We begin to look at Mary's post-Frankenstein fiction.
We’ve
looked—much earlier in this account—at Mary’s early writing: Frankenstein (1818) and her anonymous
travel book about her 1814 elopement with Bysshe (History of a Six Weeks’ Tour, 1817). I’ve written, as well, about
her dramas, her children’s story discovered and published long after her death
(Maurice, or The Fisher’s Cot, 1820;
published in 1998), and her first post-Frankenstein
novel, Valperga, Or The Life of
Castruccio, Prince of Lucca (1823).
But one of
her most startling novels, published in 1826, was The Last Man. (It was originally published semi-anonymously: By the Author of Frankenstein, it says on
the original title page.[1]
Scholars speculate
that Mary might have had the idea for this apocalyptic novel as early as the
fall of 1823, not long after she had returned, bereft, from her long sojourn in
Europe. It is not hard to imagine why her thoughts at the time would have been …

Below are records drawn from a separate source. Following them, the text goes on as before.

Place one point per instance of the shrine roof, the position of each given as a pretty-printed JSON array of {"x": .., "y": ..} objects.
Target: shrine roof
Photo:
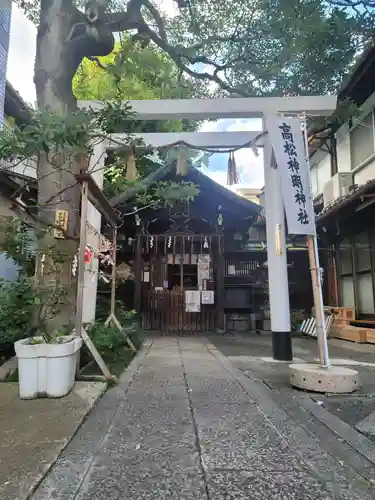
[{"x": 225, "y": 197}]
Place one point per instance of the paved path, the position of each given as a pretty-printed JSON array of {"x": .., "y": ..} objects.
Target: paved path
[{"x": 185, "y": 424}]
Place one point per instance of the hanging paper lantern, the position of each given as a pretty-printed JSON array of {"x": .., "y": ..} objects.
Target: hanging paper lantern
[
  {"x": 88, "y": 254},
  {"x": 75, "y": 265},
  {"x": 182, "y": 163},
  {"x": 232, "y": 175},
  {"x": 131, "y": 167}
]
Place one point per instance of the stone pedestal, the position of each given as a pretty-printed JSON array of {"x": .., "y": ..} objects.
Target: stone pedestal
[{"x": 335, "y": 379}]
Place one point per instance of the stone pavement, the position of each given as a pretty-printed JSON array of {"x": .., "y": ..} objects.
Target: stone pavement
[
  {"x": 251, "y": 354},
  {"x": 184, "y": 423},
  {"x": 33, "y": 433}
]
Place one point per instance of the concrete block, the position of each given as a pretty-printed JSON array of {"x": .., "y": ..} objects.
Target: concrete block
[{"x": 335, "y": 379}]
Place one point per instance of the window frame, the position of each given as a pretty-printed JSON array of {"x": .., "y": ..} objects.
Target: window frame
[{"x": 355, "y": 123}]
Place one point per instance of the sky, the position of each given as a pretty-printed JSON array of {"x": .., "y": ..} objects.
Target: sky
[{"x": 20, "y": 74}]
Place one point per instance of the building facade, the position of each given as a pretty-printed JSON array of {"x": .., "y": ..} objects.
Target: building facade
[
  {"x": 5, "y": 19},
  {"x": 343, "y": 184}
]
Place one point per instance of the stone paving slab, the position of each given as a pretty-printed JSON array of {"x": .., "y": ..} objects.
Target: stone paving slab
[
  {"x": 186, "y": 424},
  {"x": 33, "y": 433}
]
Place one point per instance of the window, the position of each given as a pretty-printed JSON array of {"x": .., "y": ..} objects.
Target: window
[
  {"x": 365, "y": 291},
  {"x": 347, "y": 291},
  {"x": 346, "y": 274},
  {"x": 362, "y": 144}
]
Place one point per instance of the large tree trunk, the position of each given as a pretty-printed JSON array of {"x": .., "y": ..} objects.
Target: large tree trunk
[{"x": 65, "y": 37}]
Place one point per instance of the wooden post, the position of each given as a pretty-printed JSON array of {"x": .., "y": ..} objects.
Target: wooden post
[
  {"x": 81, "y": 257},
  {"x": 113, "y": 277},
  {"x": 138, "y": 274},
  {"x": 220, "y": 271}
]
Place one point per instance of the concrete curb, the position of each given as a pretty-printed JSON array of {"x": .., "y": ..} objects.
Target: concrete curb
[
  {"x": 336, "y": 476},
  {"x": 77, "y": 457}
]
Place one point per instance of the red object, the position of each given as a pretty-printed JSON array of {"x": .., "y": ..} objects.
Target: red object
[{"x": 87, "y": 255}]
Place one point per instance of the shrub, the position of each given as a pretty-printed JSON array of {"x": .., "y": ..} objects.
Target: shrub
[{"x": 17, "y": 301}]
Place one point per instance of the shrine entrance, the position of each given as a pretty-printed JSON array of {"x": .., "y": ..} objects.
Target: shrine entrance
[{"x": 178, "y": 289}]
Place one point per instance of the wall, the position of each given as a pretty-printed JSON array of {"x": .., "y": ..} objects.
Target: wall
[
  {"x": 347, "y": 150},
  {"x": 8, "y": 268},
  {"x": 320, "y": 171},
  {"x": 5, "y": 17}
]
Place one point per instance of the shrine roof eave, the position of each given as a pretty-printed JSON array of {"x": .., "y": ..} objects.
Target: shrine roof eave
[{"x": 246, "y": 208}]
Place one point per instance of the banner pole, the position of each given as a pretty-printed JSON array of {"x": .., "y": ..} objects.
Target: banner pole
[{"x": 312, "y": 245}]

dark. She had lost her husband, some children; her reputation in England was
permanently stained; father-in-law Sir Timothy Shelley was behaving poorly …
you know.
But by
January 1826, she had finished and published the novel—and it remains one of
her most interesting to read today, especially in this time when threats from
infections and biological warfare and end-of-humanity plagues have become more
and more real. And possible. Perhaps even likely.
[1] The Novels and Selected Works of Mary Shelley, vol. 4, eds. Jane
Blumberg with Nora Crook (London: William Pickering, 1996). All subsequent
references to this novel, The Last Man,
unless otherwise noted, are from this edition.